Outgoing WPP CEP Mark Read said the holding company will remain “agile and vigilant” and continue its “disciplined” approach going into the second half of 2025 in the latest trading updated.

The holding company reported Q1 revenue of £3,243m, down 5.0% YoY on a reported basis, and down 0.7% like-for-like (LFL), while revenue less pass-through costs of £2,482m was down 2.7% LFL.

Performance in the quarter is consistent with expectations and guidance given at the preliminary results in February, WPP reported.

The holding company reported noted that with elevated macro uncertainty in the near-term, 2025 LFL revenue is expected to flatten to -2% and around flat headline operating profit margin.

Mark Read, Chief Executive Officer of WPP, said: “We continue to make solid progress on our strategic priorities. With the internal focus of integration behind them, VML and Burson are seeing renewed momentum in new business with Generali, Heineken and Levi Strauss & Co important wins during the quarter.

“The acquisition of InfoSum and its integration into GroupM’s data offer accelerates our AI-driven data approach, leapfrogging traditional identity-based solutions. We are also on track with the continued adoption of WPP Open across the organisation with 48,000 of our people (c.60% of client-facing staff) using it in March vs. 33,000 in December.

“Our financial performance in Q1 was in line with our expectations, reflecting macroeconomic challenges and the timing of new business, and we expect these factors to continue in Q2 with performance anticipated to improve in the second half.

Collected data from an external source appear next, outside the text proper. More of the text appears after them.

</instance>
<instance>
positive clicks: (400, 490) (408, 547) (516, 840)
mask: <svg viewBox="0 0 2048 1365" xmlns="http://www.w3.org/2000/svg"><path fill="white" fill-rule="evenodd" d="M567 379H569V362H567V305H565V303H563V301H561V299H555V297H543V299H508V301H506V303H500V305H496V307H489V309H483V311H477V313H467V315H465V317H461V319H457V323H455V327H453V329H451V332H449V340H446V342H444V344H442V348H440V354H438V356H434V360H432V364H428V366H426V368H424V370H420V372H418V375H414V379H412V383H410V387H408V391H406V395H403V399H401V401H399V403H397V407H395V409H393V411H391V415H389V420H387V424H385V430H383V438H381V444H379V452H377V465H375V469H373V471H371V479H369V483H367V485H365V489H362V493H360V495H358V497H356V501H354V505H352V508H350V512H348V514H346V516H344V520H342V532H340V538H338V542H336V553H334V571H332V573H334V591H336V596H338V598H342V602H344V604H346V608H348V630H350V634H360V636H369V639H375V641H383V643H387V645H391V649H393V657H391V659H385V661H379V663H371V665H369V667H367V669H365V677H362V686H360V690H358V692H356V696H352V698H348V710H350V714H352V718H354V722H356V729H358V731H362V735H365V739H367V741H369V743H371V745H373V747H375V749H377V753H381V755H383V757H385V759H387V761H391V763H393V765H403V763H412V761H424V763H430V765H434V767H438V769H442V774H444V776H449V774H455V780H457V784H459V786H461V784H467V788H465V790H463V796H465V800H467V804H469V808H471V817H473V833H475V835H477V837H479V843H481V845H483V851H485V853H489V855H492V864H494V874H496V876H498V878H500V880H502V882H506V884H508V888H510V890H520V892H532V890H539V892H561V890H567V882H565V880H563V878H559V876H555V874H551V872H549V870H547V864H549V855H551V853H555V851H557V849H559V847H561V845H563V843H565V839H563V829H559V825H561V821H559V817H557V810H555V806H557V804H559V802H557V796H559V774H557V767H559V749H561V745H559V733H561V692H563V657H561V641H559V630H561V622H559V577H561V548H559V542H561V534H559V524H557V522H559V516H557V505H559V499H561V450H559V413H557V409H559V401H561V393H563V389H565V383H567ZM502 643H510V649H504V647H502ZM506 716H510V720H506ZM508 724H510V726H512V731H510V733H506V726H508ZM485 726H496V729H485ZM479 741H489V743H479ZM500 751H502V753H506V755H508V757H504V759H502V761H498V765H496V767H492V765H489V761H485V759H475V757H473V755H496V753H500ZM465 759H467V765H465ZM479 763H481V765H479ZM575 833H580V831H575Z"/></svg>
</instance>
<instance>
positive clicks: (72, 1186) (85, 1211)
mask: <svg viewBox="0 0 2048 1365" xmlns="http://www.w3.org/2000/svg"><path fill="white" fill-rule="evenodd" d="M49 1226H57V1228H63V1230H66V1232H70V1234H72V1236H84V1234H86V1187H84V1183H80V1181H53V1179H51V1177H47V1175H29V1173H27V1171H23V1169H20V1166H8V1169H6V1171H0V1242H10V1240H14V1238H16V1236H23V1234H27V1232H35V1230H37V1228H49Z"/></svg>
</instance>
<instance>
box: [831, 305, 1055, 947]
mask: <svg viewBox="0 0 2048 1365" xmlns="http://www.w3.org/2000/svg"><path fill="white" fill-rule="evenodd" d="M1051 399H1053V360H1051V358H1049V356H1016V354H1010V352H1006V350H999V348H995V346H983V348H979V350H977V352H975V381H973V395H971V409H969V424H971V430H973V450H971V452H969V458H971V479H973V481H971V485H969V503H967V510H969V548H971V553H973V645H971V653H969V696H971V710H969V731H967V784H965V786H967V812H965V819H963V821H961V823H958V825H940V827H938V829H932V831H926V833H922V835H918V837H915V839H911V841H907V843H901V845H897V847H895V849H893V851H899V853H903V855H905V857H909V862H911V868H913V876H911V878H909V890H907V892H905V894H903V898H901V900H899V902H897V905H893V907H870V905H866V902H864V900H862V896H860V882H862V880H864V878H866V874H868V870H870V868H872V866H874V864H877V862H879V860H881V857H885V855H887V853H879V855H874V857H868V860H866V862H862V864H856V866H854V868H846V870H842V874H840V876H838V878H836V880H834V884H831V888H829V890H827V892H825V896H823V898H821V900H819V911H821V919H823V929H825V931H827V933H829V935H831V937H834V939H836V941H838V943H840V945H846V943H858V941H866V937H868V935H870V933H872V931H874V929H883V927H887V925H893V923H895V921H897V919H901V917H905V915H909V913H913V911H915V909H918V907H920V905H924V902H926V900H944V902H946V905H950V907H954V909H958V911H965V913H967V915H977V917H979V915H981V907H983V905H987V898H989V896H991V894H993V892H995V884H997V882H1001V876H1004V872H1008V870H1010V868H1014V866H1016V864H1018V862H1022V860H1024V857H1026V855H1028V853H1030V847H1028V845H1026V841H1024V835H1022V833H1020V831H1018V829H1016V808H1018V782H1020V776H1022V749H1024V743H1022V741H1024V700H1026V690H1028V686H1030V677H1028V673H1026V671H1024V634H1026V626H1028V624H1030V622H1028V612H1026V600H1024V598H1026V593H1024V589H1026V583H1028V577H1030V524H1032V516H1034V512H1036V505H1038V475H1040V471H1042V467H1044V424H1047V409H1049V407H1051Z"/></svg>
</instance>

“While WPP is not itself directly affected by tariffs, they will impact a number of our clients as well as the broader economy. At this point we have not seen any significant change in client spending and we reiterate our full-year guidance which already reflected a challenging environment. As ever, we remain agile and vigilant and will continue to be disciplined on how we are managing our cost base.”